I'm overhauling my resume, as are most of my classmates in preparation for graduation. I'm having trouble deciding what to put on it, as I have varied experience from a previous career. I want to stand out from the crowd. I'm hoping for an ER or critical care position. Here's what's on my resume, currently (in short form, for ease of reading here):

Education:

-BSN student, 3.9 GPA, honors, scholarships

-EMT certificate; NREMT, currently inactive status

-B.A. in journalism

Experience:

-Patient Care Tech - current. Obviously, this stays.

-Emergency Room Tech - 10 years ago, but I really want to work in ER/critical care, and this shows experience in ER. Keep or remove?

-Utilization Management Support Coordinator - over 10 years old. I could probably drop this, but it gave me an interesting perspective on utilization review. Not sure if that would be helpful or not. Keep or remove?

-Freelance journalist - 2001-2015. I ran my own freelance journalism business while traveling around the country and world for 15 years. Not remotely nursing related, but the skills I developed doing this have helped me become a good communicator with my patients and have honed my organizational skills. Keep or remove?

Regarding clinical experiences, I'm just planning on a simple list, like this:

Clinical Experiences:

Adult Medical-Surgical - Spring 2016, XXX Hospital, Anytown, USA

Adult Medical-Surgical II - Summer 2016, XXX Hospital, Anytown, USA

Pediatrics - Fall 2016, Children's Hospital, Anytown, USA

Obstetrics - Fall 2016, XXX Hospital, Anytown, USA

I presume I don't need to elaborate on my clinical experiences, as they're pretty standard, correct? I will elaborate on my practicum, once it's finished.

Thank you for any input you have.

Specializes in Nursing Professional Development.

I think your general game plan is a good one. Include the basic information about your previous jobs, but condense the information as much as reasonably possible.

I recommend putting your student clinical experiences on a separate sheet in order to keep your basic resume as close to 1 page as possible. Simply state your education, degree, graduation date, etc. and use 1 line to list your practicum experience (maybe 2 if it is very pertinent to the job you seek). Then say along the line of: "See addition page for more information about nursing school experiences." That allows you to provide the information without cluttering up your main page.

Good luck.

There are tons of great professional resume services out there that offer free resume service trial offers. I used one. Don't use the template that comes in MS office, because you're less likely to stand out.

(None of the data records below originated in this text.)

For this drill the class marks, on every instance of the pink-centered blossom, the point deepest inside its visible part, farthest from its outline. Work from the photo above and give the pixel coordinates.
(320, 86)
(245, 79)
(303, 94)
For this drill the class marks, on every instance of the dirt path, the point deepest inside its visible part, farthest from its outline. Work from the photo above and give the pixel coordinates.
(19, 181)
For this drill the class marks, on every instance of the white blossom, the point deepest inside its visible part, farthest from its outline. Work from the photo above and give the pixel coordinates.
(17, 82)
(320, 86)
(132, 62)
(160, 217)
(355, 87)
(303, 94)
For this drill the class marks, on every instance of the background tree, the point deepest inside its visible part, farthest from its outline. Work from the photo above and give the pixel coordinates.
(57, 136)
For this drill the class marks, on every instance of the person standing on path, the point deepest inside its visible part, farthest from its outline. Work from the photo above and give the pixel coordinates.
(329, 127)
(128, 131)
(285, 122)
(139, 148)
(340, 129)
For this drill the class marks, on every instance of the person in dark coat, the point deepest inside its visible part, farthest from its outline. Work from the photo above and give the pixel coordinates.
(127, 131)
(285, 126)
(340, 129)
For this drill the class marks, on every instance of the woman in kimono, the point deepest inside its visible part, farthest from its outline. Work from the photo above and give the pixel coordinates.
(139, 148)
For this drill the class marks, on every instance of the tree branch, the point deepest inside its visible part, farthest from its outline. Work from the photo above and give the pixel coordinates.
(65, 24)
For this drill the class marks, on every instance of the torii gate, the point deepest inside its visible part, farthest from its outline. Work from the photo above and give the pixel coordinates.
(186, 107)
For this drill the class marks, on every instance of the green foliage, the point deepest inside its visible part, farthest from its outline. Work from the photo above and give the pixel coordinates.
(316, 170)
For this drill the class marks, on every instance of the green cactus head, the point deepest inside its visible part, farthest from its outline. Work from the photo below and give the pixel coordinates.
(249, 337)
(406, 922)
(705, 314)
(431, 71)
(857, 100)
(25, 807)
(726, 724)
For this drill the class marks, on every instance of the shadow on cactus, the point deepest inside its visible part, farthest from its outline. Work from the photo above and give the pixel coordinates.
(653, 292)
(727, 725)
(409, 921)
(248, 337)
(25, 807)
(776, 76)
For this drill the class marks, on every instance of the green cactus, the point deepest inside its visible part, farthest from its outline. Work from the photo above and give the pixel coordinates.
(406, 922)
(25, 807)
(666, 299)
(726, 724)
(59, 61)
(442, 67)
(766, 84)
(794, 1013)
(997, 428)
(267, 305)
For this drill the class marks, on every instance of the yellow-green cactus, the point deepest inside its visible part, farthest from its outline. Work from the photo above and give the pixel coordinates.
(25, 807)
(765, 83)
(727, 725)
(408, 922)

Keep it to one page. As a nursing student/new grad, even as a second career, more than one page can look like you're fluffing it up.

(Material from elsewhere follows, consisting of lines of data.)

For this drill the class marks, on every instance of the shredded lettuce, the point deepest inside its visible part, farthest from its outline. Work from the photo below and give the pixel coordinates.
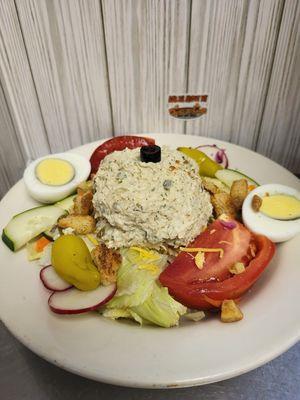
(139, 296)
(160, 308)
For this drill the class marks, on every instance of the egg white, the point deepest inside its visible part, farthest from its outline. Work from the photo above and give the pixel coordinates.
(275, 230)
(50, 194)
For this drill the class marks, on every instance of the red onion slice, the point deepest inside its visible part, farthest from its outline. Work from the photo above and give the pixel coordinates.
(228, 224)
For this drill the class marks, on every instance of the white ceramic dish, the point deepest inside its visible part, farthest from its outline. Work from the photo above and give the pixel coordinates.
(126, 354)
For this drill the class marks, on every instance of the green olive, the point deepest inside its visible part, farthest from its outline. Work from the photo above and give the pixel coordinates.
(72, 261)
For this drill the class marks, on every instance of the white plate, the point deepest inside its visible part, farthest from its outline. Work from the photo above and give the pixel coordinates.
(126, 354)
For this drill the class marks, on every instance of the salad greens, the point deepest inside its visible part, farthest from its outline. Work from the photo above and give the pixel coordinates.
(139, 296)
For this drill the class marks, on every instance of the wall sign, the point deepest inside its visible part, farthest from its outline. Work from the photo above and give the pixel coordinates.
(187, 106)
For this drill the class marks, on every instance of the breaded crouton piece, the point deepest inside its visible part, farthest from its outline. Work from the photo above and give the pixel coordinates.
(210, 186)
(82, 224)
(222, 204)
(238, 192)
(86, 186)
(83, 204)
(230, 311)
(108, 262)
(213, 185)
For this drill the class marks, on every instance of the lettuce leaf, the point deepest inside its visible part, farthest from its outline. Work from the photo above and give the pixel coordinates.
(160, 308)
(139, 296)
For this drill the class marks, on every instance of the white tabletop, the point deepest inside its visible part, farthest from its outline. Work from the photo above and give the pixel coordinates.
(23, 375)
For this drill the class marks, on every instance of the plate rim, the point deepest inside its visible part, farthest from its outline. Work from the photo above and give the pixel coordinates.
(180, 384)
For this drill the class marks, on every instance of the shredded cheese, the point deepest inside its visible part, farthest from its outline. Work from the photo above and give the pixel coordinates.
(92, 239)
(145, 253)
(203, 249)
(199, 259)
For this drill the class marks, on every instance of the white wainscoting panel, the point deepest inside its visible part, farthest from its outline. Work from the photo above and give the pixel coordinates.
(147, 52)
(280, 130)
(65, 45)
(231, 53)
(12, 157)
(18, 86)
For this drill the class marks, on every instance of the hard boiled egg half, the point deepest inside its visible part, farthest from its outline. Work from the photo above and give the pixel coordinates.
(56, 176)
(278, 213)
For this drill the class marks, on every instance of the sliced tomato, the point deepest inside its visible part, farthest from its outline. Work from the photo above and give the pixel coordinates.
(186, 284)
(234, 243)
(117, 144)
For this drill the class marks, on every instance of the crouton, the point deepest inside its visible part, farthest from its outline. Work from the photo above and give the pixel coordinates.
(86, 186)
(238, 192)
(213, 185)
(82, 224)
(222, 204)
(108, 262)
(256, 203)
(230, 311)
(83, 202)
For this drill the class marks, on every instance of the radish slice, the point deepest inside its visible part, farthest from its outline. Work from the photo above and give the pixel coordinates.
(52, 281)
(215, 153)
(76, 301)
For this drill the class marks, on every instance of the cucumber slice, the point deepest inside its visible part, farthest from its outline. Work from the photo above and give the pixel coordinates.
(67, 203)
(29, 224)
(32, 254)
(228, 176)
(51, 234)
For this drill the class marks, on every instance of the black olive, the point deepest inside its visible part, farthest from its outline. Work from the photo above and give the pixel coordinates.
(150, 153)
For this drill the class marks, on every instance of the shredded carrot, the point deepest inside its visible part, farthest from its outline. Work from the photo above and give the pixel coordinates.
(203, 249)
(41, 244)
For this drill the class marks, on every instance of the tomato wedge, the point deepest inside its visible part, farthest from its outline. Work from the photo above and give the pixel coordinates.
(117, 144)
(185, 281)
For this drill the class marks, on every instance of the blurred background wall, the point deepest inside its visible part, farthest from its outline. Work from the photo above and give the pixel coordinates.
(74, 71)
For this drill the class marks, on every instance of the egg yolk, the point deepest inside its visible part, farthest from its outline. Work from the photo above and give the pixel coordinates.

Sections I included in mine

A professional summary, just an overview of me in three-four sentences.

A skills list, put your CNA, EMT, CPR, relevant CE stuff in here

Education, Yours looks good, but I would drop the GPA/honors at that section there's a place for honors later, and honors means high GPA

Clinical experience, I had to shorten my stuff to bare minimums to get it to fit, but it did

Work History, I dropped anything from before I went back to school, mostly to save room/not relevant. It also helps avoid aging myself.

Additional Info, Where I included things like Honor society, NSA, volunteer work, etc in a nice neat package of "look, I get involved and work hard."